Ecco, a questo punto mi sem­bra il momento di spendere una parola a favore di Ferrari, visto che qui sono tutti bravi a spender­gliene contro: Roberto, può basta­re. A Herning hai toccato il fondo, inventandoti una volata demen­ziale, però adesso basta. Hai chie­sto scusa, l'hai richiesta duemila volte, ti sei umiliato sulla pubblica via. Non serve altro. Soprattutto, non serve che tu smetta di fare il tuo mestiere. Hai saltato una vola­ta come gesto di buona volontà, però adesso bisogna metterci una pietra sopra e voltare pagina. Chi ammette gli sbagli ed è capace di chiedere scusa ha tutto il diritto di ricominciare. Dunque, ricomin­cia anche tu. Non puoi chiedere scusa di esistere. Non puoi evapo­rare. Ti sei meritato il diritto alla riabilitazione, devi ripartire. Fa­cendo nuovamente gli sprint, nel modo giusto, nel modo che sai. Ve­di di darti una mossa.

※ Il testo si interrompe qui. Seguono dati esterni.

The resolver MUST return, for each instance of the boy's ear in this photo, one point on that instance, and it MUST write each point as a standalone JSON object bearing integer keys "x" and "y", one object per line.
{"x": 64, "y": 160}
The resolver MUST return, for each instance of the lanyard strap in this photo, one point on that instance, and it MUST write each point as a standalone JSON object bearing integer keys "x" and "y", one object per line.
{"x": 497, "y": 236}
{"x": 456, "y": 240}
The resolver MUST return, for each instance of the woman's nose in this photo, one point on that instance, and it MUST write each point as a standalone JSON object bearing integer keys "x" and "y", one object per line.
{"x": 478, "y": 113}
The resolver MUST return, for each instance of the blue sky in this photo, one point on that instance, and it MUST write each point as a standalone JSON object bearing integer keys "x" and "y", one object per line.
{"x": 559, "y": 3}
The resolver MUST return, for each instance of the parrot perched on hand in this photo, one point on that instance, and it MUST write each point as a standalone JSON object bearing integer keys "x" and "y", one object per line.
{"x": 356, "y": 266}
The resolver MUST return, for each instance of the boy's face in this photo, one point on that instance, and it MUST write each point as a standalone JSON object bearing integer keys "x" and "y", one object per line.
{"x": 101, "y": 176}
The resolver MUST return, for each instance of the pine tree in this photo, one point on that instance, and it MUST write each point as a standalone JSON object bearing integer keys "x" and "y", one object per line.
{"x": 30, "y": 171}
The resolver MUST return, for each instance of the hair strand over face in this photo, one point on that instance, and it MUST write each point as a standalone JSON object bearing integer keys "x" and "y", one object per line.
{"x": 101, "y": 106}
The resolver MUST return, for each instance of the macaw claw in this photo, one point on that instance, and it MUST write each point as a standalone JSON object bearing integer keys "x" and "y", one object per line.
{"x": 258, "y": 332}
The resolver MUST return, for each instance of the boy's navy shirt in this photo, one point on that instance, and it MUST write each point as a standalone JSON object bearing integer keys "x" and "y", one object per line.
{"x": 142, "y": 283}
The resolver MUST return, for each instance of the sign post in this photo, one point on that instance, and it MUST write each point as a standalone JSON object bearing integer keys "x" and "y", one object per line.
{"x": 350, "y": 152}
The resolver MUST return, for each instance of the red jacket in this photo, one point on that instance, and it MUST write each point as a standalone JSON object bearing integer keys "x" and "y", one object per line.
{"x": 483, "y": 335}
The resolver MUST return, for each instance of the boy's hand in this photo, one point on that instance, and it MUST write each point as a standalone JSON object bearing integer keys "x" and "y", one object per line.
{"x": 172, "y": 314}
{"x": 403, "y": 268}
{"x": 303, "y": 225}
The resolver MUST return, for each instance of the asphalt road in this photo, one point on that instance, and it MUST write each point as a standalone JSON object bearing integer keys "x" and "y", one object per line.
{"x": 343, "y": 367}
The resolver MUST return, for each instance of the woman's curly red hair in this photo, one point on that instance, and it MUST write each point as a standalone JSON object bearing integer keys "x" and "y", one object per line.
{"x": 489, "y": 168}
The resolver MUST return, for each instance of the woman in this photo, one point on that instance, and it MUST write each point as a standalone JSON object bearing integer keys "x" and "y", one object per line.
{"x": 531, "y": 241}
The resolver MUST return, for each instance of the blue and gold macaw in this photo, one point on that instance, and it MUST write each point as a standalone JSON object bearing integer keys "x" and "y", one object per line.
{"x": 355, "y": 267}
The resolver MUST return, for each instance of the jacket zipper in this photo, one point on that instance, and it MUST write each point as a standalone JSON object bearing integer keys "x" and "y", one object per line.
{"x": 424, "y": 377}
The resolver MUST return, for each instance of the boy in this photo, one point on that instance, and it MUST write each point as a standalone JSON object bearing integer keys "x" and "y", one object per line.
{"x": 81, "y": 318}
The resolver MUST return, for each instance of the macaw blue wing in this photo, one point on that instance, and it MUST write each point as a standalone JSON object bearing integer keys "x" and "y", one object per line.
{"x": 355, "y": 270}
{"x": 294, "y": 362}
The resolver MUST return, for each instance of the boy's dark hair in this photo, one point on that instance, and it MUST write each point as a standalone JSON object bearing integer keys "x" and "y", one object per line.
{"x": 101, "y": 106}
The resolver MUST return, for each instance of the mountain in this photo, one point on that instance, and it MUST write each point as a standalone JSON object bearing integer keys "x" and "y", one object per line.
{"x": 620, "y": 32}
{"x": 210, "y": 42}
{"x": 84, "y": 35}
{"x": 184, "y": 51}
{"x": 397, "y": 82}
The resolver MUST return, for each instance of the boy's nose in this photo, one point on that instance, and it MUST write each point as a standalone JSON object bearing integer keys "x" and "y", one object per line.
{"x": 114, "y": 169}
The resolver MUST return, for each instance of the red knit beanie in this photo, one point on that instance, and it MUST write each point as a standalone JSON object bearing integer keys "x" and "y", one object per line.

E già che siamo nel Giro dei casi umani, spazio anche a Taylor Phinney, il simpaticone gigante fi­glio di mamma: continua la sua durissima corsa fantozziana. Ogni giorno una caduta. Anche ar­rivando a Fano, puntuale per ter­ra. E subito dopo, inseguendo il gruppo di testa, un'ammiraglia ri­schia di falciarlo nuovamente, li­mitandosi a urtargli il braccio col retrovisore. Vitaccia. Eppure, con il suo caviglione ancora coperto da una lunga calza nera, tipo auto­reggente in un privé, riesce co­munque a essere filosofo: «Mio pa­dre ha il Parkinson, so cosa sia la vera sofferenza. Lo penso sem­pre. Io ho la fortuna di alzarmi tut­te le mattine e di venire al Giro. La gente mi vuole bene, di che cosa posso lamentarmi?».

Noi lamentosi ci si potrebbe eventualmente lamentare della noia che sta cominciando a dilaga­re, ma l'organizzazione ci avverte prontamente che da quest'oggi inizia una tre giorni a dir poco me­morabile. Non tappe dure, questo no: nemmeno loro hanno la fac­cia e lo stomaco per definirle così. Usano eufemismi intriganti: sono tappe nervose, piene di insidie, ve­drete in quanti ci lasceranno la zampa…

Ebbene, teniamoci pronti e an­diamo a gustare il memorabile show. Garantiscono i creativi ro­sa, quelli del Giro meno crudele, dunque più equilibrato, dunque più eccitante.

Si riparte con il lituano Ramu­nas Navardauskas sempre in ro­sa. Consapevole del suo cogno­me, depresso per le nostre pro­nunce, il leader ha concesso la li­beratoria: «Chiamatemi come vo­lete, è meglio». Bello.

In testa al Gi­ro meno crudele, dunque più equilibrato, dunque più eccitan­te, c'è Chiamatemi come volete.